Incrementally, we broadened our tests–too involved to fully detail here–introducing a similarly controlled but wide-ranging series of systematically chosen variations extending from more controlled paradigms to less controlled (that is, more challenging) ones. These included the same stage of an individual’s life but by different artists, different stages of an individual’s life by the same artist, and different stages of an individual’s life by different artists–all in three-dimensional imagery.
Then we tested two-dimensional imagery, first simply comparing two two-dimensional images of the same subject by the same artist (for example, Figs. 5 and 6), and then mixing media by testing a number of sculpture vs painting (that is, three-dimensional vs two-dimensional) paradigms, employing a systematic series of distinctions similar to those already mentioned (different ages, different artists, and so on) (for example, Figs. 4 and 7). Finally, we tested a few identified portraits of individuals against unidentified ones.
In the first year of FACES, we established proof of concept. Practically speaking, this means that we identified the issues, established the basic methodology (even if not fully worked out yet), and applied this methodology to a particular set of paradigms.

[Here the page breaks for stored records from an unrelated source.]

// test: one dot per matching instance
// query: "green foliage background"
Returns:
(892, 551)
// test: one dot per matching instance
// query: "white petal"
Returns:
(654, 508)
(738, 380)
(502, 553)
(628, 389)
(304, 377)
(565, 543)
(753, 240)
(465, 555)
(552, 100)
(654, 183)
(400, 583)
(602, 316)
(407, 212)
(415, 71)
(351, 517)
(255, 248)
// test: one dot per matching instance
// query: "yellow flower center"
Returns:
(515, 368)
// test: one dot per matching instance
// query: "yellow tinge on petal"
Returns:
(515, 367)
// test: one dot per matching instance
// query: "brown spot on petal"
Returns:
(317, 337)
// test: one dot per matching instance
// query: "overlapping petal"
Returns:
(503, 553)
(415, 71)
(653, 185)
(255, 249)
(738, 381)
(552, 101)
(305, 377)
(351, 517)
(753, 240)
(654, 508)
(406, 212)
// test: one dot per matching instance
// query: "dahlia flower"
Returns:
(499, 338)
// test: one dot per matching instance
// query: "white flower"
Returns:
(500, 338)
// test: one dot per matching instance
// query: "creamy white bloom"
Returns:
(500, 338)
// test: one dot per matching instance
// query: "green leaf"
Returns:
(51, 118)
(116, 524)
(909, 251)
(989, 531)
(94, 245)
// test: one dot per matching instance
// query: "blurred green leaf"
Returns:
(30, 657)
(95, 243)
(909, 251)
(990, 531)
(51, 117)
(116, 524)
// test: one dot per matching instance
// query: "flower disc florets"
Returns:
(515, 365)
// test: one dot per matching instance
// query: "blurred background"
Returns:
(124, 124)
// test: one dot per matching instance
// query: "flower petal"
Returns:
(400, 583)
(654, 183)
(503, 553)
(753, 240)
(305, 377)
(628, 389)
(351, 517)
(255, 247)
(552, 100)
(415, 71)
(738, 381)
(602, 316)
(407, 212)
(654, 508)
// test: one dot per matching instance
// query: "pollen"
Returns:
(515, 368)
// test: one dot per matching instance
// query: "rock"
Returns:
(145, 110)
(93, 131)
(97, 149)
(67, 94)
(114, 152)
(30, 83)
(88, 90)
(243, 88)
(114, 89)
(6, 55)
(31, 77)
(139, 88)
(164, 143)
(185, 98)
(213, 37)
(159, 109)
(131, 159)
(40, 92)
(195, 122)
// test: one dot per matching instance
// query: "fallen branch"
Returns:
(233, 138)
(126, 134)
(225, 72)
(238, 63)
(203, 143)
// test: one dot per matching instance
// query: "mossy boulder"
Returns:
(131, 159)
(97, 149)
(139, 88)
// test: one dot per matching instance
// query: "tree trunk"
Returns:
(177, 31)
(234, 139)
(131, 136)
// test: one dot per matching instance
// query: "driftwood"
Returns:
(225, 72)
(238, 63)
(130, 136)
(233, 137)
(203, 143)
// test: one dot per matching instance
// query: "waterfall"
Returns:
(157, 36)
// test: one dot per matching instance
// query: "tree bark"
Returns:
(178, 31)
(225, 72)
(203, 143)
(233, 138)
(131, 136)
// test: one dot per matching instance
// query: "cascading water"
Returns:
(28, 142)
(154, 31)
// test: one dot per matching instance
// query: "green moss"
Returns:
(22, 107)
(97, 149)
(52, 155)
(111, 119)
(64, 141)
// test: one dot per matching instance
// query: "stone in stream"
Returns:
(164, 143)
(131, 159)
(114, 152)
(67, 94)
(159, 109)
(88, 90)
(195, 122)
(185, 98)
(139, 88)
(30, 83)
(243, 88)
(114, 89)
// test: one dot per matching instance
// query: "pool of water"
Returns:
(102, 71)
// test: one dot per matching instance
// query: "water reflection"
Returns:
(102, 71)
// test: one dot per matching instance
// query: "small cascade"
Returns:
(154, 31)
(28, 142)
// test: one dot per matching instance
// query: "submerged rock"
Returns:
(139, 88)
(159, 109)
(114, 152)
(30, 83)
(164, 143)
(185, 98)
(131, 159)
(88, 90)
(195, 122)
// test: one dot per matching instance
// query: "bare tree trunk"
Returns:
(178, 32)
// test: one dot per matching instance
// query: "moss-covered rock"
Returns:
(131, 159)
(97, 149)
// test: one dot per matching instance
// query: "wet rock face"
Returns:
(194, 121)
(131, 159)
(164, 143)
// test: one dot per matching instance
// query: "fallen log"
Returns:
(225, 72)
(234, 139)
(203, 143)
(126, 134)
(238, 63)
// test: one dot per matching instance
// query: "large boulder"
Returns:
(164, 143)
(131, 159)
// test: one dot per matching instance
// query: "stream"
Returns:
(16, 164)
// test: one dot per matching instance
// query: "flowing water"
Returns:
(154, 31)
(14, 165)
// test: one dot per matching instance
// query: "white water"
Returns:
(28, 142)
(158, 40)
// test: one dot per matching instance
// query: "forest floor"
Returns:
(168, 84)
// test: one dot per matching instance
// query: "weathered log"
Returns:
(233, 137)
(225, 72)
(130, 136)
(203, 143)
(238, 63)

In the second year, we developed the optimum feature set (the most effective body of identifying facial features, given the unique demands of portrait art), expanded the gallery of images with which establish non-match averages (that is, a standard with which to compare a given image under investigation), and continued to work on the problems of angle views and aging. But our work increasingly focused on the questions of the degree of influence on a portrait of the style of the individual artist. For example, a given artist generally tends to render the same detail in the same way, even in an individualized portrait. And so individual artistic style was investigated through a close and systematic study of a large number of portraits of different sitters by the same artist in order to model–that is, to teach the computer–the individual style of the artist.

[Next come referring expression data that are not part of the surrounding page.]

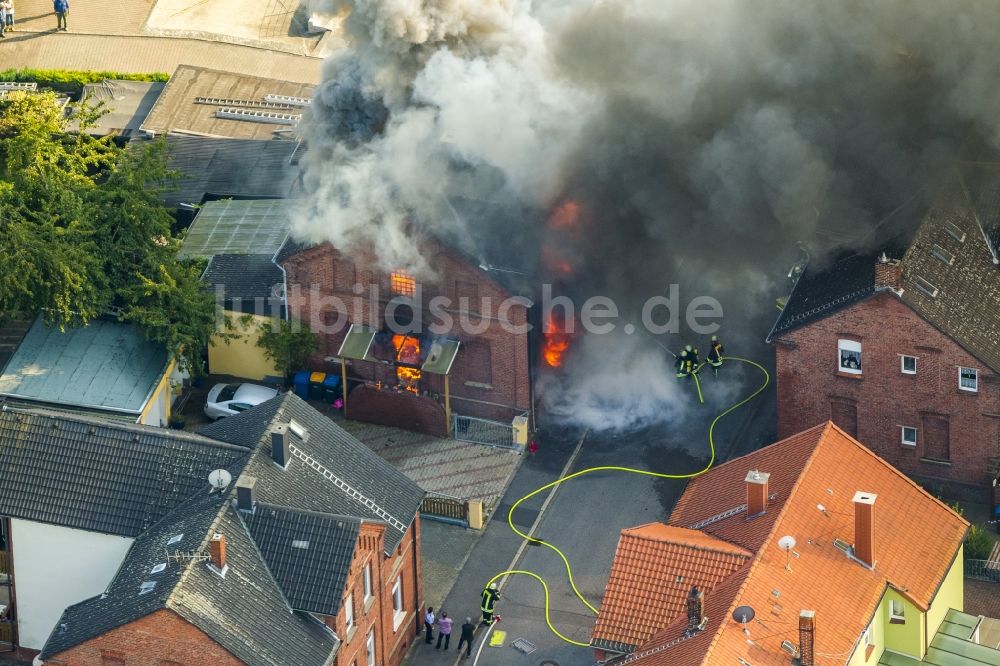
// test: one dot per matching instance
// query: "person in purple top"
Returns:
(444, 630)
(61, 8)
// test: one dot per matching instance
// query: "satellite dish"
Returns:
(219, 479)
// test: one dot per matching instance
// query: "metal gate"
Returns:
(482, 431)
(445, 509)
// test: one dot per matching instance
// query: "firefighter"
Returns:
(490, 596)
(682, 365)
(693, 355)
(715, 352)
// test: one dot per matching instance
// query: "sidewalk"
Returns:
(496, 548)
(126, 53)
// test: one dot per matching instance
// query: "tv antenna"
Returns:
(744, 614)
(786, 543)
(219, 479)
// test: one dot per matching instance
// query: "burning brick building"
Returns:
(904, 353)
(388, 381)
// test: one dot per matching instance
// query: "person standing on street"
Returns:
(466, 638)
(61, 8)
(444, 630)
(429, 625)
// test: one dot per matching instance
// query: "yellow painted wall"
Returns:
(906, 638)
(240, 357)
(951, 594)
(878, 633)
(162, 391)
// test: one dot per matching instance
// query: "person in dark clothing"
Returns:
(429, 625)
(61, 8)
(715, 352)
(466, 638)
(490, 596)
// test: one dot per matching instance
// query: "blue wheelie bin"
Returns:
(301, 383)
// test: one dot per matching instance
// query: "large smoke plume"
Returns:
(702, 139)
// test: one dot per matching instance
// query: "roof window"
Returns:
(954, 231)
(942, 254)
(925, 286)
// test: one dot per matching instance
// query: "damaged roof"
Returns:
(951, 270)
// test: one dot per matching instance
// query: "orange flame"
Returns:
(556, 342)
(407, 351)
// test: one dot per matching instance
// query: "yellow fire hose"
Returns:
(611, 468)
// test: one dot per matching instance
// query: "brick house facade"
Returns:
(904, 353)
(957, 431)
(490, 377)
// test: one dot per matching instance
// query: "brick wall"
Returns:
(156, 639)
(882, 398)
(377, 616)
(490, 376)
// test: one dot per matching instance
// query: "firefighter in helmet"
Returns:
(682, 365)
(490, 596)
(715, 352)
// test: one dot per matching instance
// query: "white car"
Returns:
(229, 399)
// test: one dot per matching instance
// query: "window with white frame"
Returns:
(850, 356)
(368, 581)
(908, 364)
(397, 603)
(370, 647)
(968, 379)
(349, 611)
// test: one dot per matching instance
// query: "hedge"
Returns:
(72, 81)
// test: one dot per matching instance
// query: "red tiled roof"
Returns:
(655, 567)
(916, 540)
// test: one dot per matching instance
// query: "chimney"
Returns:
(217, 551)
(246, 497)
(696, 609)
(888, 273)
(279, 445)
(756, 492)
(864, 527)
(807, 637)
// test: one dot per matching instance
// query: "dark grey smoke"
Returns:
(703, 140)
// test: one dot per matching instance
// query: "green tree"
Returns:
(83, 230)
(287, 343)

We also rose to a new level of testing in the application of our newly worked out methods to a series of interesting and sometimes important “identifications.” By “identification” I sometimes mean the actual identity of the subject (for example, Mary Queen of Scots) and sometimes merely the ordering of the material into “identities”: group X, group Y; Lord X, Lady Y; and so on. This is not the place to go into any detail about these identification attempts, except to say that all of them were important and some of them exciting. Although all paradigms were not conclusive–sometimes for very complex reasons–some of the best known works include: what appears to be the earliest known likeness of Galileo Galilei, painted perhaps around 1590 (Fig. 8); Nicholas Hilliard’s Young Man Among Roses (Fig. 9; c. 1588), said to be perhaps the most famous miniature ever painted;” the tangled web of portraits that different proponents have claimed at one time or another portray William Shakespeare; a portrait said to represent Mary Queen of Scots (Fig. 10; National Portrait Gallery, London, NPG 96); and a portrait that is thought by some to be of James Scott, duke of Monmouth, first duke of Buccleuch, and illegitimate son of Charles II, lying in bed with the covers pulled up to his chin, apparently in order to conceal the fact that James’s head has been cut off and–at least in the painting–put back on again (Fig. 11; National Portrait Gallery, London, NPG 1566).